Wir haben in Deutschland ein Problem mit der Schrumpfung der Meinungsfreiheit Xivi! Da solltest Du mal nachdenken, ob Du diese Zensurbemühungen der Obrigkeit unterstützen möchtest:
Allerdings hat das allseitige Trommelfeuer zu einem politischen Klima geführt, in dem Kritik an Einschränkungen der Meinungsfreiheit gleichbedeutend ist mit einem AfD-Aufkleber auf der Brust. Im Parteienspektrum gibt es praktisch keinen politischen Widerstand gegen immer neue Forderungen der Kriminalisierung, des Blockierens und des Meldens.
Um den Sturm perfekt zu machen, veröffentlichte in dieser Woche die US-amerikanische Sendung "60 Minutes" eine kleine Dokumentation über das Verhältnis der Deutschen zur Meinungsfreiheit. Unfreiwillige Stars dieser Sendung sind drei Staatsanwälte aus Göttingen, die feixend berichten, wie schockiert "Hass und Hetze"-Täter reagieren, wenn sie ihnen das Handy wegnehmen, und zwar dauerhaft. Diese Doku kennt man inzwischen vermutlich überall auf dem Globus, es ist kein schöner Anblick.
Die Doku spitzt freilich zu, sie vermittelt einen schlechten Eindruck vom Staat Deutschland.
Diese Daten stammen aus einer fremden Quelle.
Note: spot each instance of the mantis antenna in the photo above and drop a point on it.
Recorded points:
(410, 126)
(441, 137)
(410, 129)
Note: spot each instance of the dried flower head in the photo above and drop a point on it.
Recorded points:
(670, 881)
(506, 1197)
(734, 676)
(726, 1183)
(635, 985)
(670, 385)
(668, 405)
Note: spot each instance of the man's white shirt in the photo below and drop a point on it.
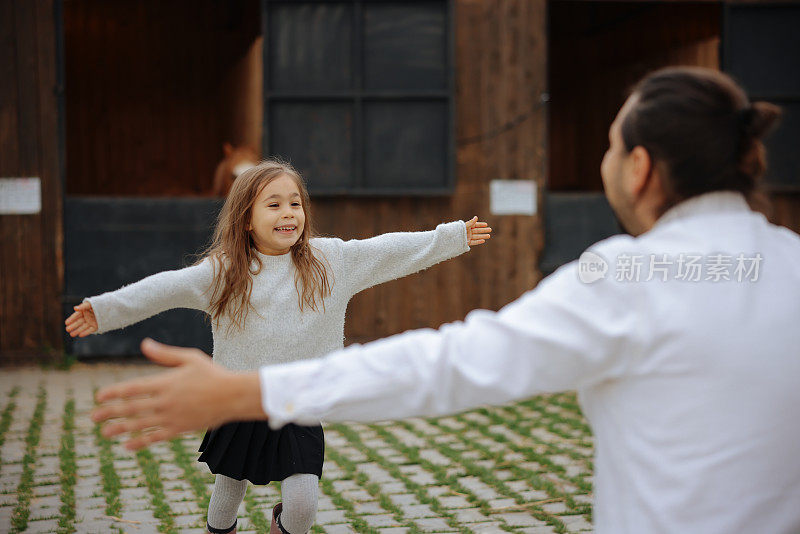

Doch dieser deckt sich mit der jüngeren Rechtsgeschichte. Im Grunde hat es in den letzten etwa 30 Jahren meines Wissens praktisch kein einziges Gesetz gegeben, das die Meinungsfreiheit stärkt, dafür aber etliche, die sie einschränken. Gut: Nach dem Erdogan-Gedicht von Jan Böhmermann hat man die Beleidigung ausländischer Präsidenten legalisiert und es gab eine kleine Korrektur im Pornografiestrafrecht. Außerdem steht das Computerspiel Doom nicht mehr auf dem Index. Das war es aber auch.
Die Grundtendenz ist: Weniger Freiheit wagen. Als etwa der SPD-Justizminister Heiko Maas das "Netzwerkdurchsetzungsgesetz" vorschlägt, hagelt es in der Fachwelt zwar Kritik. Aber wen interessiert, was ein paar Juristen meinen, wenn die politische Mehrheit das Projekt mitträgt? Die Grünen sind begeistert, linke Teile dieser Partei wünschen sich sogar ein Vorgehen gegen "schädliche" Sprache, nicht nur gegen Straftaten. Die Idee: Einschränkungen der Meinungsfreiheit sind eigentlich freiheitlich, denn dadurch können andere zu Wort kommen. Es ist eine Pervertierung dessen, was Grundrechte bezwecken sollen.
Die Union ist in diesem Chor auch dabei, obwohl sie ideologisch aus einer anderen Ecke kommt. Sie fremdelt seit jeher mit dem Internet und seiner Unkontrollierbarkeit. "Wenn das Netz weiter lügt, ist mit Freiheit Schluss", schreibt Volker Kauder im Jahr 2016, als handele es sich um ein experimentelles Jugendzentrum und nicht den Kommunikationsraum von Milliarden Menschen. Da wir womöglich auf eine Neuauflage der Großen Koalition zulaufen, sei erinnert: Die Große Koalition war es, die zuletzt den Beleidigungstatbestand verschärft hat. Seither wird härter bestraft, wer einen Politiker beleidigt - eine moderne Form der Majestätsbeleidigung. Diese neue Rechtslage nutzen rote, grüne, aber auch liberale Politiker mit größter Begeisterung. Im industriellen Ausmaß lassen sie mithilfe spezieller Anbieter Anzeigen auf den Weg bringen. Die eifrigen Staatsanwaltschaften, die bewaffnet durch die Wohnungen wütender Internetnutzer stapfen wollen, bekommen dadurch neue Ansatzpunkte.